Our pets age faster than we do – most animals are considered ‘senior’ by age seven and giant breed dogs by age five. We need to be aware of the health issues older pets may face to keep them healthy and happy for as long as possible.
Arthritis is a problem for both cats and dogs of all sizes. As our pets age, so do their joints, resulting in pain and discomfort when getting around. The common signs of arthritis include stiffness in the mornings, particularly in colder weather, a reluctance to walk, climb stairs or jump up. There are also more subtle signs, like your pet growling when being patted or groomed.
While we can’t cure arthritis, we can certainly manage it to reduce your pet’s pain and increase their mobility.

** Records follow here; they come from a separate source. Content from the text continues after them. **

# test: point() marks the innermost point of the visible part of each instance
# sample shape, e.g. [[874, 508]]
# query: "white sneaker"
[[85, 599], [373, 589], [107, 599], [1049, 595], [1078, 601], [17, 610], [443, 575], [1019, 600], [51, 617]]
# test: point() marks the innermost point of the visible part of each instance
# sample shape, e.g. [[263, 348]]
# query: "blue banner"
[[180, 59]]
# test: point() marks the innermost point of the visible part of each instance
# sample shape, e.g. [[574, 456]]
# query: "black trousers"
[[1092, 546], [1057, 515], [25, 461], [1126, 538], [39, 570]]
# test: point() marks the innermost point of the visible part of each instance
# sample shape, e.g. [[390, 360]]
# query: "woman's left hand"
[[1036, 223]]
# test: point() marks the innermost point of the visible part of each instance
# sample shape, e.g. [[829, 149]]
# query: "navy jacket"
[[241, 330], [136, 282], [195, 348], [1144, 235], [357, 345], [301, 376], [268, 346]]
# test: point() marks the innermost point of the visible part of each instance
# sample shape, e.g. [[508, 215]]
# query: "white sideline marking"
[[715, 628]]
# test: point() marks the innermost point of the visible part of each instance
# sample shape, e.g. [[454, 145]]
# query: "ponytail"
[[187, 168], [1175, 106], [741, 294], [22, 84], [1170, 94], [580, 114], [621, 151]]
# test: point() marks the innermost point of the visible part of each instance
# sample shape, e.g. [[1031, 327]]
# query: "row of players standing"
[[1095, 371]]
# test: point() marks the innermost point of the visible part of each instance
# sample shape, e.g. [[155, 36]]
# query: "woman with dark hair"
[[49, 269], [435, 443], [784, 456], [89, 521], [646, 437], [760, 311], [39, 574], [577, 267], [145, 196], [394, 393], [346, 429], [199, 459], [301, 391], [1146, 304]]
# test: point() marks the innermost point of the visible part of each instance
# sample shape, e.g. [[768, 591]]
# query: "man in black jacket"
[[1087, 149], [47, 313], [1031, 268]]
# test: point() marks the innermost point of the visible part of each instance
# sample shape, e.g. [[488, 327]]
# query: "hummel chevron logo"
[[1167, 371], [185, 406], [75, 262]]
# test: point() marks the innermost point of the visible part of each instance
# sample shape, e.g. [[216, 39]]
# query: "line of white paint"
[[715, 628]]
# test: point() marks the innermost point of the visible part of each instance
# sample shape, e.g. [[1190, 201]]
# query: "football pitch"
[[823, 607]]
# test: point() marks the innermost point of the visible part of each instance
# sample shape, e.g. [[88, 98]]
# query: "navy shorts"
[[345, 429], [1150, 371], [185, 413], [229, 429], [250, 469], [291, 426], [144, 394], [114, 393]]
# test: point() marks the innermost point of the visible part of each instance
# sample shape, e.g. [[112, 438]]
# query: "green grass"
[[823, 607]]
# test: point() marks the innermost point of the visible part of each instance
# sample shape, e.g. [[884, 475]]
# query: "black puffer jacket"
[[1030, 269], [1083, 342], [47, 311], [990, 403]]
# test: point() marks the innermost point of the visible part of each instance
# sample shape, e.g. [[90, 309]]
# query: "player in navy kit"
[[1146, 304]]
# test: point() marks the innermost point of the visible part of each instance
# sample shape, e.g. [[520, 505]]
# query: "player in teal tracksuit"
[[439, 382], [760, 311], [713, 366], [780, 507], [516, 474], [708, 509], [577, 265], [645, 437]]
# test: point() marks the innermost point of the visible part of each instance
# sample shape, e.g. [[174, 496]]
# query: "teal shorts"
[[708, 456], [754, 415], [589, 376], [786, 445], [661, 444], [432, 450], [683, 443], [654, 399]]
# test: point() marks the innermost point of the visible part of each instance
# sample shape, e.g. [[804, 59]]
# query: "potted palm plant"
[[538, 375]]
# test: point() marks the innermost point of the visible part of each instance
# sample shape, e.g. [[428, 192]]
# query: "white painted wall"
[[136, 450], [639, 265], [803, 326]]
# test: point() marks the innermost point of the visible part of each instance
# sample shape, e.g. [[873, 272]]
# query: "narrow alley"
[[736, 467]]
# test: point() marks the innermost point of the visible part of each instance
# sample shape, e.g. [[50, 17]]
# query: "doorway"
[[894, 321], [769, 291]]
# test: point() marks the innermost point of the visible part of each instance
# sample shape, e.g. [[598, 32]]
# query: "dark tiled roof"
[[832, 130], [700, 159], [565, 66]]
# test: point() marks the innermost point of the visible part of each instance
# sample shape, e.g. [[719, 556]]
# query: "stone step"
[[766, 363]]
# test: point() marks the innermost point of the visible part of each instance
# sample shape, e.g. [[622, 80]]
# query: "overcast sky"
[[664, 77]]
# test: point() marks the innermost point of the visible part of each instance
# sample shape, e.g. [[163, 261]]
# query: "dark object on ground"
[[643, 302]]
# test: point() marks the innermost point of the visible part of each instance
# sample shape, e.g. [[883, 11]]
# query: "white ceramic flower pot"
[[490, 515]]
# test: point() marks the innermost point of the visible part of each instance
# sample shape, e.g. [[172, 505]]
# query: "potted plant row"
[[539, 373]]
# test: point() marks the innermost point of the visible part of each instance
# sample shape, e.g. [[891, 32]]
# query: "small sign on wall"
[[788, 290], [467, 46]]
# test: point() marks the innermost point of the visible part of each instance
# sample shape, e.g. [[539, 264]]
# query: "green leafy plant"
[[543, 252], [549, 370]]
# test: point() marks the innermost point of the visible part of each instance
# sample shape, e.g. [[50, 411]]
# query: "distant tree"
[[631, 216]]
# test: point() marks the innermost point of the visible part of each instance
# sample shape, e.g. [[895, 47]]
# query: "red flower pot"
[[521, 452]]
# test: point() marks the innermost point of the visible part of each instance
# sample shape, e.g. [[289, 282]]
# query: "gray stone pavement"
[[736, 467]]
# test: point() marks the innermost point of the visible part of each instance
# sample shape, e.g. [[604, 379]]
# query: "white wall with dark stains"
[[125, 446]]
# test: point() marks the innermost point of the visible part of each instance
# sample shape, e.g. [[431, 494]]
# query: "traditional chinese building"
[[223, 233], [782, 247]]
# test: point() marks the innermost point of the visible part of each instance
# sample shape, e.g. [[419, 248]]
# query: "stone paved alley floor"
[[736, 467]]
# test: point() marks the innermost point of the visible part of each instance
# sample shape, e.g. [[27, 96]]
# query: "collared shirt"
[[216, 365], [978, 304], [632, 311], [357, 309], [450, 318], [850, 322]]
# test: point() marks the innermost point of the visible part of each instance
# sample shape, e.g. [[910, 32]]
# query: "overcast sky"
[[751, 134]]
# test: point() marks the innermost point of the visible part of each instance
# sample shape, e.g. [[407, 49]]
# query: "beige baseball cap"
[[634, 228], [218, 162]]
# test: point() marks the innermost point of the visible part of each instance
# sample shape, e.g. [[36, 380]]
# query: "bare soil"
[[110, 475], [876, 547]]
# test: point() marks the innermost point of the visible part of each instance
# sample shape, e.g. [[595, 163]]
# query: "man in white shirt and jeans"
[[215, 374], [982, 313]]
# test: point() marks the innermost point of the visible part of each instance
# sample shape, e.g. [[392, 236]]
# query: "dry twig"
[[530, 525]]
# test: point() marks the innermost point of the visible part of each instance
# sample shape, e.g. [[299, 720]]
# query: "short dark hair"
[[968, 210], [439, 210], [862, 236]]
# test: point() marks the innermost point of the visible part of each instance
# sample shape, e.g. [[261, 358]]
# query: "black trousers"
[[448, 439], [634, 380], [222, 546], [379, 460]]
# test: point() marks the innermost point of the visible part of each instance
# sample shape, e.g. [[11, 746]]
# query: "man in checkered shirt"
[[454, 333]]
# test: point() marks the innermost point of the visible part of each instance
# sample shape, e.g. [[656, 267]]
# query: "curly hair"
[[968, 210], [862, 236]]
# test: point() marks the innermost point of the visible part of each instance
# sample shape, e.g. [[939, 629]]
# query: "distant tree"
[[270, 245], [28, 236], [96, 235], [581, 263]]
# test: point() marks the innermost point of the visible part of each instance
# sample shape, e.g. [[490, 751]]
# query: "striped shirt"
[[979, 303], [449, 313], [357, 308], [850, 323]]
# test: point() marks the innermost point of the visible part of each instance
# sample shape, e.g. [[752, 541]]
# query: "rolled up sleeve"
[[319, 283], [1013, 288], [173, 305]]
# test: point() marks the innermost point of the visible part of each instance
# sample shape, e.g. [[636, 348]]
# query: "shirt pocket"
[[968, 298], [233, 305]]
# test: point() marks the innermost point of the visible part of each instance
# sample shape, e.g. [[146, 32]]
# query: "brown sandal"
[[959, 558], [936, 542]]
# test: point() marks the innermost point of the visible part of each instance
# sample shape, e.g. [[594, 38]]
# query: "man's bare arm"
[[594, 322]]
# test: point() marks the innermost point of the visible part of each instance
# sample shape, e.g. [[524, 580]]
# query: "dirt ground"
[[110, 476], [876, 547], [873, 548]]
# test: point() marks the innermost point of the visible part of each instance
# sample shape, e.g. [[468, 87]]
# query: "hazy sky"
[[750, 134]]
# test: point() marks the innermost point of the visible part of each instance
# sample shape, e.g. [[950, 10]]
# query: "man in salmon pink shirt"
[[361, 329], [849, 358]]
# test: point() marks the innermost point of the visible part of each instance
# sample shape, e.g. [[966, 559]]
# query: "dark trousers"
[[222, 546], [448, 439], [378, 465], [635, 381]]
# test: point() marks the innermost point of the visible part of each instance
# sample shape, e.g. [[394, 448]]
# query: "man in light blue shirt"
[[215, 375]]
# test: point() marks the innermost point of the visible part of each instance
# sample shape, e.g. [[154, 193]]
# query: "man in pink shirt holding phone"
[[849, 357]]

To help our older pets deal with arthritis, supplements like glucosamine, fish oil and green lipped muscles can help. The human version will often be fine, but there are also pet versions available that are tastier for your pet and therefore easier to administer.
If your pet is particularly sore, there are arthritis pain relief injections and courses of tablets that can also help. If you think your animal might need some extra help over winter, contact us for some advice.
We are more likely to see dental disease in older pets, as years of not brushing their teeth can take their toll. Dental disease has been shown to shorten a pet’s life expectancy by 2-4 years and not only gives them smelly breath but can also cause heart and kidney damage.
You can help keep your pet’s teeth clean by using a special pet toothbrush and toothpaste to clean their teeth, feeding them raw bones and feeding them prescription dental food. However if you think your older pet’s teeth need some professional attention, give us a call to organise a dental.
Lumps and Bumps
Any lump on your pet should be checked no matter how old they are, but in older pets the risk of that lump being something nastier is higher than in a younger pet. There are many simple tests that can be done on lumps to help determine if they need further investigation or removal. Also, since pets age faster than we do, a simple small lump can grow and change very quickly in the space of only a few months. It’s always easier to remove a small lump than a larger one!
Like humans, as pets age some of their organs might not be functioning as well as they used to. Also older pets may be on medication that can also impact their organ function. Performing blood screening tests are a useful way to get a baseline on how things are going on the inside of your pet. These can often help us to detect early changes and therefore make recommendations to keep your pet as healthy as possible.
Health checks once a year on all our pets are important, but in older pets it may be necessary to have a check-up every 6 months to ensure we can help them maintain a comfortable and healthy life as they enjoy their twilight years.